K-means Clustering and it’s use in Security

6 min readJul 19, 2021

Often we are in situations where we’re trying to group things into a certain source or type to make understanding it much easier. This could be aggregating different shades of colors to a primary shade, arranging clothes into their correct collections, or in a business standpoint — arranging customers into certain clusters based on their interests and habits.

What are clusters in ML ?

A cluster can be broadly defined as a group or collection of items. In the world of Data Science and Machine Learning these grouped items which are similar to each other, can be used to classify items. The method of identifying similar groups of data in a dataset is called clustering.

There are three types of machine learning,

Supervised Learning — algorithm is trained using labeled data.
Unsupervised Learning — algorithm makes use of unlabeled data.
Reinforcement Learning — algorithm that improves upon itself and learns from new situations using a trial-and-error method.

In real-world use cases, many unsupervised learning problems are solved using the clustering technique.

Clustering is a technique which groups unlabeled data based on their similarities or differences. Clustering algorithms are used to process raw, unclassified data objects into groups represented by structures or patterns in the information.

K-means Clustering

One of the simplest and popular unsupervised ML algorithms, the objective of k-means is to group similar data points together and discover underlying patterns. To achieve this objective, k-means looks for a fixed number (k) of clusters in a dataset.

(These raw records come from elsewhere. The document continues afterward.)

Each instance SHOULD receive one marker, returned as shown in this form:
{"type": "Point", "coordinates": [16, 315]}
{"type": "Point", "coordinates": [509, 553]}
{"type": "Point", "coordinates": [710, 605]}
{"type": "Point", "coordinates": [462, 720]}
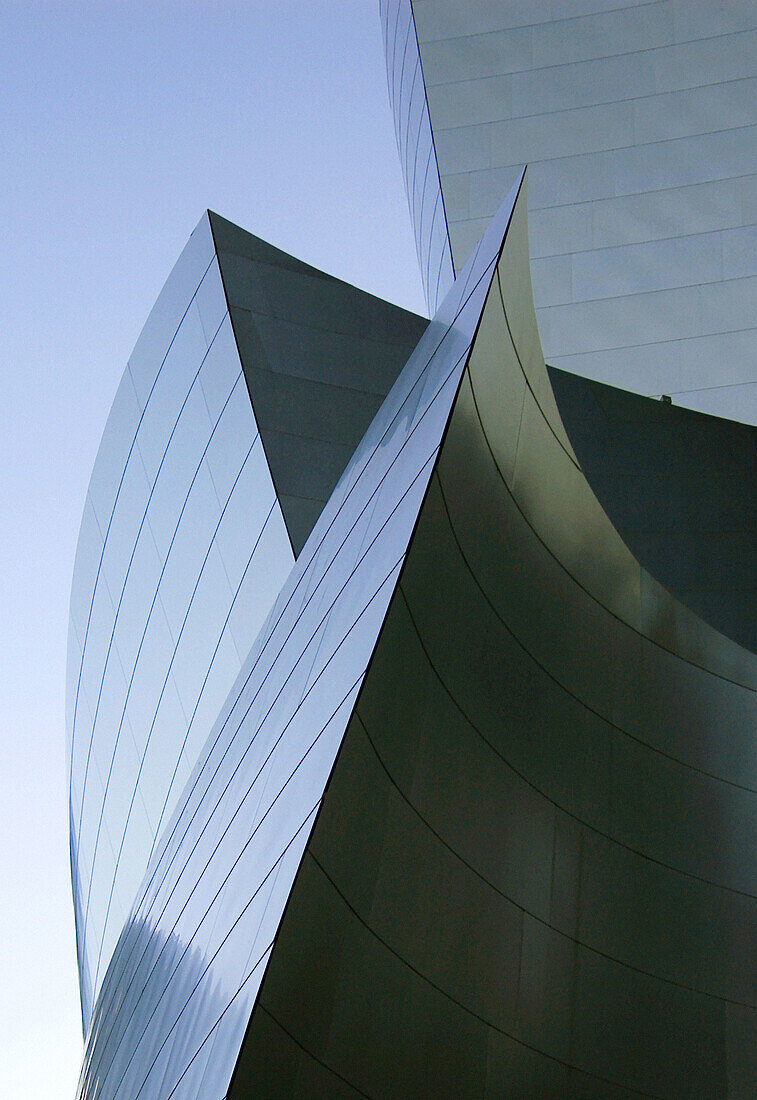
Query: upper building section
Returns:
{"type": "Point", "coordinates": [415, 142]}
{"type": "Point", "coordinates": [251, 384]}
{"type": "Point", "coordinates": [637, 121]}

The k-means algorithm identifies k number of centroids (geometric center of a plane figure) and then allocates every data point in the nearest cluster, while keeping the centroids as small as possible. The means in K-means refers to the averaging of the data which are basically the centroids. The algorithm starts with a first group of randomly selected centroids, which are considered the beginning points for every cluster, and then performs iterative calculations to get the updated positions in an optimized manner. The creations and optimization stops when either:

The centroids have stabilized — there is no change in their values because the clustering has been successful
The defined number of iterations have been achieved

K-means in Security

Being able to classify data records into groups according to their features attributes, or similarities makes this significant in many fields related to data analysis, such as pattern recognition, image processing, information retrieval, geography, and marketing. Also considering that this is the information era, it has been a challenge on storage as well as performing computation on such massive data. This has all been dealt with by the wave of advancements in Cloud technology.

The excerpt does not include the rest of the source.